Dans un rapport plus récent sur la RDC, paru en mars dernier, HRW soulignait que dans la seule province du sud-Kivu, dans l’est du pays, 25 000 cas de viols avaient été recensés depuis 1998, parfois sur des victimes à peine âgées de plus de trois ans.

Selon les organisations humanitaires, ces viols massifs ont eu comme conséquence une augmentation du taux d’infection au VIH dans plusieurs agglomérations ou villages de l'est du pays.

Soldats de l’armée régulière, membres de groupes armés ou de milices tribales (tels que les Mai Mai, des combattants congolais engagés dans la défense de leurs communautés) et rebelles hutus rwandais opérant dans l’est de la RDC, tous se sont rendus coupables de viols au cours des dernières années, selon le rapport de l’organisation de défense des droits de l’homme.

Dans ce rapport, HRW cite des experts qui estiment qu’environ 60 pour cent des troupes régulières et des milices au Congo sont infectées par le VIH.

L’étude préliminaire que viennent de publier le ministère de la Défense et le FNUAP ne donne pas le taux de prévalence au sein des forces armées congolaises. En revanche, elle révèle que respectivement 29 et 20 pour cent des militaires ne considèrent pas l’abstinence et le préservatif comme des moyens efficaces de prévention des IST.

Plus de 90 pour cent d’entre eux rejettent la notion de fidélité comme un mode de protection.

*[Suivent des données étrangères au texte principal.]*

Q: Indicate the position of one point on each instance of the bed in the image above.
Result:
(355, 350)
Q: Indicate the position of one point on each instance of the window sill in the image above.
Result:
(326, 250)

Ainsi, si neuf militaires sur 10 connaissent le préservatif masculin, seuls 76 pour cent d’entre eux recommandent son utilisation pour se protéger contre les IST et à peine plus de 63 pour cent ont l’intention de l’utiliser dans l’avenir. Seuls 54 pour cent des sondés recommandent qu’il soit mis à la disposition de toute personne sexuellement active.

Selon les auteurs de l’étude, seul un agent de l’ordre sur six reçoit gratuitement des préservatifs dans le cadre de son travail. Le prix et la honte d’en posséder sont les principales raisons évoquées par les 47 pour cent des militaires qui disent ne pas y avoir accès.

Deux pour cent des militaires ont même avoué n’en avoir jamais vu, selon l’étude qui a recommandé que «le préservatif soit mis à la disposition des forces armées dans tous les dispensaires et les unités militaires».

«Le préservatif féminin restant peu utilisé, des efforts devraient aussi être fournis pour qu’il soit mieux connu et accepté (…) Les femmes doivent avoir la possibilité de se protéger si l’homme lui-même ne souhaite pas prendre ses précautions», a conclu le rapport.